Elle ajoute que le requérant reconnaît lui-même qu’il n’exerce plus depuis le 25 octobre 2022, date à laquelle le Conseil d’État a rendu son arrêt n° 254.867, de sorte qu’elle n’aperçoit pas l’urgence alléguée.
V.2. Appréciation
L’urgence au sens de l’article 17, § 1er, des lois sur le Conseil d’État, coordonnées le 12 janvier 1973, ne peut résulter de la seule circonstance qu’une décision au fond interviendrait dans un avenir plus ou moins lointain. Elle ne peut être reconnue que si la partie requérante démontre que la mise en œuvre de l’acte attaqué présenterait des inconvénients d’une immédiateté et d’une gravité suffisantes pour qu’on ne puisse les laisser se produire en attendant l’issue d’une procédure en annulation.

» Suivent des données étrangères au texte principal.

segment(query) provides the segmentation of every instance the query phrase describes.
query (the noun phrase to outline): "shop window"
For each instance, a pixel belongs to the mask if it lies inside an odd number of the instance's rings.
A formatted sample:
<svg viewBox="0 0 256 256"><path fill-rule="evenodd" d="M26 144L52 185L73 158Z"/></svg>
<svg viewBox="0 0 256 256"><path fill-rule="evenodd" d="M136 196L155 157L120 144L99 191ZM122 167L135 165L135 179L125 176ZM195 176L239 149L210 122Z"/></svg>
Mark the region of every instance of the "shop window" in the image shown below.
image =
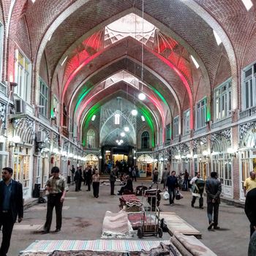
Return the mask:
<svg viewBox="0 0 256 256"><path fill-rule="evenodd" d="M231 115L231 81L224 83L214 90L214 121Z"/></svg>
<svg viewBox="0 0 256 256"><path fill-rule="evenodd" d="M173 138L175 138L179 135L178 121L179 121L178 116L176 116L173 118Z"/></svg>
<svg viewBox="0 0 256 256"><path fill-rule="evenodd" d="M246 110L256 106L256 63L244 70L242 108Z"/></svg>
<svg viewBox="0 0 256 256"><path fill-rule="evenodd" d="M196 128L200 129L206 126L207 100L203 99L196 106Z"/></svg>
<svg viewBox="0 0 256 256"><path fill-rule="evenodd" d="M95 132L91 129L87 132L87 147L95 148Z"/></svg>
<svg viewBox="0 0 256 256"><path fill-rule="evenodd" d="M49 90L48 86L42 79L39 80L40 93L39 93L39 112L41 115L48 117L48 100Z"/></svg>
<svg viewBox="0 0 256 256"><path fill-rule="evenodd" d="M170 125L170 124L166 126L166 140L170 140L171 137Z"/></svg>
<svg viewBox="0 0 256 256"><path fill-rule="evenodd" d="M141 148L149 148L149 134L143 132L141 135Z"/></svg>
<svg viewBox="0 0 256 256"><path fill-rule="evenodd" d="M190 132L190 110L184 111L183 115L183 134L187 135Z"/></svg>
<svg viewBox="0 0 256 256"><path fill-rule="evenodd" d="M15 51L15 82L14 92L30 103L31 87L31 64L28 58L18 50Z"/></svg>

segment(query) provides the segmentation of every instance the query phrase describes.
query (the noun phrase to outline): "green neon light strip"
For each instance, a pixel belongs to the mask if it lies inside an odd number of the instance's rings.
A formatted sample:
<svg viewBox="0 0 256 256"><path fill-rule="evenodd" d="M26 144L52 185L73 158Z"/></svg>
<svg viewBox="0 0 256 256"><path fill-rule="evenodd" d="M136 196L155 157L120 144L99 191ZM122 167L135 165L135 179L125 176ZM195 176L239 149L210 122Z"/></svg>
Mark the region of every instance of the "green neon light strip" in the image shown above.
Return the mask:
<svg viewBox="0 0 256 256"><path fill-rule="evenodd" d="M99 104L96 104L94 106L93 106L89 112L88 113L87 116L86 117L84 120L84 124L83 125L83 129L86 130L89 126L89 123L91 120L91 118L94 115L95 115L97 112L99 112ZM147 122L151 132L152 132L152 147L154 147L154 124L151 121L151 113L146 108L142 108L140 109L142 112L142 116L145 117L146 121ZM83 138L83 146L86 146L86 138Z"/></svg>
<svg viewBox="0 0 256 256"><path fill-rule="evenodd" d="M78 110L80 104L81 103L83 99L90 92L90 91L92 89L93 87L89 88L87 91L86 91L80 97L80 99L78 101L78 103L75 105L75 112Z"/></svg>

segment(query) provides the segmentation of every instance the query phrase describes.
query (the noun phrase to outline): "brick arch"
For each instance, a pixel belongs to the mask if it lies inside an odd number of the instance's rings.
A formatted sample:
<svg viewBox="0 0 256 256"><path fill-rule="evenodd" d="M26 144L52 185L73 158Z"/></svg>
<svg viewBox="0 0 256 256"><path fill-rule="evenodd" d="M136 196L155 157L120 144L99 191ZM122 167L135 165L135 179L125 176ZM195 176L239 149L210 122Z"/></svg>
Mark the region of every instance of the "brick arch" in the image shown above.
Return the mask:
<svg viewBox="0 0 256 256"><path fill-rule="evenodd" d="M15 39L17 31L18 20L22 14L23 7L27 0L17 0L14 4L3 1L4 12L6 17L6 37L8 52L5 56L6 71L4 80L9 81L12 80L14 76L14 58L15 56ZM5 10L5 11L4 11ZM7 11L8 10L8 11ZM9 25L9 26L8 26Z"/></svg>
<svg viewBox="0 0 256 256"><path fill-rule="evenodd" d="M132 58L121 57L121 58L119 59L131 59L132 61L134 61L135 63L137 63L138 64L140 64L140 62L138 62L137 60L135 60L135 59L132 59ZM118 61L119 59L115 59L115 60L113 61L112 62L108 63L107 65L104 66L104 67L102 67L102 69L108 69L111 64L115 64L115 63L116 63L116 61ZM72 110L71 110L71 108L72 108L72 102L74 100L74 99L75 99L75 95L80 93L80 88L83 86L83 85L85 84L85 83L86 83L86 81L89 80L90 78L91 78L91 77L93 77L93 76L97 76L97 74L99 73L99 72L100 72L101 70L102 70L102 69L97 69L95 72L94 72L93 74L91 74L89 77L88 77L88 78L86 78L85 80L83 80L82 81L82 83L80 83L80 85L77 87L76 90L74 91L73 94L72 94L72 97L70 97L70 102L69 102L69 104L68 104L68 105L69 105L69 113L72 113ZM176 99L176 105L178 105L178 108L179 112L180 112L181 108L180 108L180 104L179 104L179 99L178 99L178 97L177 94L176 93L175 90L172 88L172 86L171 86L164 78L162 78L159 74L154 72L153 70L151 70L149 67L146 67L146 66L144 66L144 69L147 69L147 70L148 70L150 72L153 73L154 75L155 75L156 77L157 77L157 78L161 80L161 82L163 83L163 84L164 84L165 86L166 86L168 88L168 89L170 90L170 93L173 95L173 97L174 97L174 99ZM120 69L120 70L121 70L121 69ZM137 78L138 78L138 79L140 78L139 76L137 75L137 74L133 74L133 73L129 72L129 70L126 70L126 71L127 71L127 72L130 73L131 75L134 75L134 76L136 77ZM119 72L119 71L118 71L118 72ZM116 72L115 72L115 73L116 73ZM115 73L111 73L111 74L108 75L107 77L105 77L105 78L104 78L104 80L106 79L106 78L109 78L109 77L110 77L110 76L112 76L112 75L114 75ZM97 82L97 84L94 85L94 86L97 86L98 84L99 84L101 82L102 82L102 80L99 80L99 82ZM146 78L144 80L144 82L145 82L146 83L147 83ZM150 90L151 90L151 89ZM170 105L169 105L169 108L170 108ZM74 110L75 110L75 108L74 108ZM73 113L73 114L74 114L74 113Z"/></svg>
<svg viewBox="0 0 256 256"><path fill-rule="evenodd" d="M189 7L194 12L197 13L205 22L206 22L213 29L214 29L218 34L219 37L222 41L222 44L227 51L227 54L230 64L231 75L232 75L232 94L233 94L233 105L232 109L236 110L238 107L238 67L237 56L235 53L233 44L231 42L230 37L227 35L225 28L222 27L219 20L215 18L210 11L206 10L202 6L203 6L201 1L187 1L181 0L184 4ZM201 5L197 2L200 2ZM217 3L216 3L218 5ZM230 3L230 5L233 4ZM222 16L224 10L222 10Z"/></svg>

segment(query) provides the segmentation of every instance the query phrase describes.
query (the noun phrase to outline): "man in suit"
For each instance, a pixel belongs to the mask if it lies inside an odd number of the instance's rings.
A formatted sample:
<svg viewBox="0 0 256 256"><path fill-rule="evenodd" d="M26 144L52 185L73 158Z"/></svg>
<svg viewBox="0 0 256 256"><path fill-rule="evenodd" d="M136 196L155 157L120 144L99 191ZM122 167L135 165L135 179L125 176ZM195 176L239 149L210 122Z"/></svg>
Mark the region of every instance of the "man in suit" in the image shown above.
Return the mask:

Il appartient à la partie requérante d’établir ab initio et in concreto, dans sa requête, pièces à l’appui le cas échéant, les circonstances qui justifient concrètement l’urgence, le Conseil d’État ne pouvant avoir égard à des éléments produits après le dépôt de la demande de suspension. Cette démonstration de l’urgence ne peut se limiter à un exposé théorique, se cantonner à la seule évocation de précédents ou encore tenir en des considérations générales, mais doit permettre d’apprécier les risques concrets que l’exécution immédiate de la décision attaquée pourrait entraîner pour le requérant.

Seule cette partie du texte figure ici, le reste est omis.